There are many HPC use cases that do not require the loading of modules. For example:
(1) login to USC CARC HPC to transfer files (e.g. via rsync)
(2) login to USC CARC HPC to monitor running jobs (e.g. ssh into compute nodes)
(3) login to USC CARC HPC to submit jobs via sbatch
Some use cases which do require the loading of modules are:
(1) login to compile and debug code
(2) login to run an interactive session via salloc
Upon login to Discover and Endeavour, the bashrc file is automatically sourced. For the many use cases that do not require loading modules, having ‘module load package’ commands in the bashrc will create network traffic on the applications server unnecessarily. It is more efficient to load modules only when required by a users computational workflow.

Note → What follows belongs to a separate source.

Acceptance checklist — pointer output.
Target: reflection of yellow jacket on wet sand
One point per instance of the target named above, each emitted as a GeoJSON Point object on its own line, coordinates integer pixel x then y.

The modulefiles system used on Discovery/Endeavour is Lmod. The most demanding task in Lmod is the 'module load ’ function, which actions Lmod to walk the entire directory tree to search all of the modulefiles in your MODULEPATH.
The default MODULEPATH on Discovery/Endeavour can be checked with:
$ echo $MODULEPATH
The above MODULEPATH arises from the default software stack loaded upon login (gcc/8.3.0; openmpi/4.0.2; openblas/0.3.8; pmix/3.1.3). The default modules incur a smaller network footprint due to a pre-load lmod feature and are provided as a general, robust programming environment for users. Additional ‘module load package’ commands tax the application server by invoking a walking of the multiple directory trees in MODULEPATH. When included in the bashrc, this traversal is performed immediately upon login for multiple users.
The main issue underlying the recent “saturation” of the application server network is the large software stack associated with the gcc/8.3.0 programming environment. USC CARC HPC users have reported that the large and encompassing software stack is a major plus and the CARC HPC team is intent on providing a fast module-based software stack for all HPC users. To address the recent issue with the congestion of the application server, the corresponding application network service was upgraded from a 1GB to a 10GB transfer rate.
Furthermore, the CARC HPC team is working on implementing a continously updated system cache build. Lmod will use the spider cache file as a replacement for walking the directory tree to find all modulefiles in your MODULEPATH. Spider cache file(s) provide a way for Lmod to know which modules exist and any properties that a modulefile may have. Reading a single file will be much faster than walking the directory tree.